Our flawed food system is taking out the minerals, to artificially put them back and then on top of all this we dye the bread brown with bran from the wheat bran layer to make “wholemeal” bread. This is to make the bread look healthier and add some fibre so the bread manufacturer can sell it as “healthier” bread when the bran content can be as little as 3%. Increasing the fibre content decreases the glycaemic index of the bread and so keeps you satiated for longer, it also helps reduce constipation, by adding bulk to your stools. It also acts as a prebiotic, boosting the gut microbiota, so bran is good, we just need lots more of it than 3%! The wholegrain contains far more bran than this, with vitamins and minerals.
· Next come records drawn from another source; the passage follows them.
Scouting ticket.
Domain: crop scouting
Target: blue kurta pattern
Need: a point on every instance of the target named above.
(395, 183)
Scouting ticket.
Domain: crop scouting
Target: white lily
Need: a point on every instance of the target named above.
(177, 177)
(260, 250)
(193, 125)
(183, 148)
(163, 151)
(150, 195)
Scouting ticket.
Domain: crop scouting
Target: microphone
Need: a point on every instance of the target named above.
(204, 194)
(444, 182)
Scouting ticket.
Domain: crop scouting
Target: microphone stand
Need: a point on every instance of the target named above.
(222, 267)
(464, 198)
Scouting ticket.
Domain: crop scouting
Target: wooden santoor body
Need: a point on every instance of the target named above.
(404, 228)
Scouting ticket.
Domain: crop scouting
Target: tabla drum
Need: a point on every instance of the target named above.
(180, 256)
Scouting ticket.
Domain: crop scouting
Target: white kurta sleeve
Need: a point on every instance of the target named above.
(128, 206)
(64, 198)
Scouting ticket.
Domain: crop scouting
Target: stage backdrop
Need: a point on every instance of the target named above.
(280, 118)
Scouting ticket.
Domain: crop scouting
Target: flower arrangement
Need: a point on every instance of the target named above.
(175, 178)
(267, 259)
Adding seeds such as linseeds and flaxseeds (which are also high in omega3 for brains and body) or sunflower or pumpkin seeds, or nuts such as almonds, to bread, adds protein (for muscles and energy) and fat (mainly mono and polyunsaturated fats) to the bread, decreasing the glycaemic index and glycaemic load and increasing the satiating (filling) effects and flavour of the bread. Seeded loaves are great, but most are still white flour. Adding rye to the bread or pumpernickel also decreases the glycaemic index, keeping you satiated for longer. Sourdough is also fermented bread which has benefits to the gut microbiome and a lower glycemic index. However it is only sourdough, if it has live cultures and activated yeast, so read your ingredients and don’t be fooled by “artisan loaf,” “I saw you coming dot com” marketing. Look at what you buy. Knowledge is power.
If in doubt? It's no more expensive if you know where to get it from. No chemistry set ingredients, no weird additives and processing. Just stick to the traditional. Just go wholegrain.